Ben went dressed as a nerd. Imagine our surprise when Brother Cherry turned up in a matching costume. =D
Last Halloween photo. This is the family going trick or treating. This is probably the last year we'll all go together. *sniff*. As it was, Emily managed two houses and then went off to a halloween party at her friend's house. Oh well.
And last, but not least, some artwork by Andrew. I walked into the homeschool room and there was the clipboard, totally chalked all over, and Andrew's chalkboard not touched at all.
"Andrew," I said, "you use chalk on the chalkboard, ok?"
"No," he explained, "I did a B"
So I looked closely, and holy cow he did! We showed it to Ben and he pointed out to Andrew that it he'd actually drawn a d.

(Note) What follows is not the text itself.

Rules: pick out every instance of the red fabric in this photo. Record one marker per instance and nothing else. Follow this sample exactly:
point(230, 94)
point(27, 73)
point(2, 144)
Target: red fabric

"Yes," clarified Andrew, "a B and two Ds" then pointing from left to right went "B, D and d"
Uhhhhhhh......I just about fell over. Bert commented, "Yeah, why wait until you're three to learn to write when you can do it at two?"
And here here he is in our most recent family photo:
In other news, I actually finished tidying up the downstairs portion of the house, but blew off the upstairs portion because I'm a lazy bum. Must take care of it either tonight or tomorrow morning as we have visitors coming.
Ben's party is happening as I type. They're all playing some game or other together and are having a marvelous time. =) Hooray! Hold on, let me take a photie.
L-R that's Cody, Ben, Jack, Matthew, Jack, and Chase is right up front.
Thursday, November 01, 2007
So ANYWAY even though I didn't want to I thought I'd better post.
It's been a bugger of a day. On the go since the start. Tidying, cleaning, tidying, cleaning, frenzied tidying cleaning, sorting.
THEN driving down to Nashville to pick up the binoculars needed for the field trip today - that was cool cos we got to eat lunch with Bert in the batman building (Bell South Tower...I'd put a picture here but I'm pooped and want to go to bed).
THEN back up to the house and THEN picking up a friend's son and driving half way to Nashville AGAIN to take them to the Owl's Hill Nature Sanctuary to work on their bird study merit badge.
THEN drive into green hills (ie, back INTO Nashville) to go to the scout shop who didn't have what I needed.
THEN back to the Owl's Hill NS to pick up the boys and drive them home very fast.
THEN have about ten minutes to feed the children and oh thank goodness Bert came home and took over on Andrew and made me a a cheese sandwich to eat in the car.
THEN taking Ben to the youth activity (Emily had a swim meet and had an even longer and more hectic day than mine).
THEN going to the church and doing the cub scout thing
THEN picking up Ben and taking a couple of other young men home
THEN coming home and realizing it was 9.30pm and I've got to do the same things all over again tomorrow.
Tommorow: Tidy the house. Clean the house. Prepare for Ben's campout. Prepare for Ben's birthday party. Have Ben's birthday party (yeah, I'm leaving the preparation for it kinda late, huh?). Immediately after party, send Ben off on campout. Then a young man arrives for the weekend (we're looking after him while his parents have a little holiday. =)) soooo...have to think of things to do with him on Friday night. Maybe rent a film? Frankly, I'll cross that bridge when I come to it. OH MY GOSH! There's an art sale preview I REALLY want to see but dang it, I doubt I'll be able to. Oh dingy dingy dang.
Saturday: Sort out homeschool room, prepare for guests arriving Saturday night. Maybe I'll be lucky enough to go to the art sale. Hahahahaha. =D Yeah, right. Cos I've been looking forward to it for weeks it probably won't happen.
Alright, enough whining. My gosh, now I know where Andrew gets it from.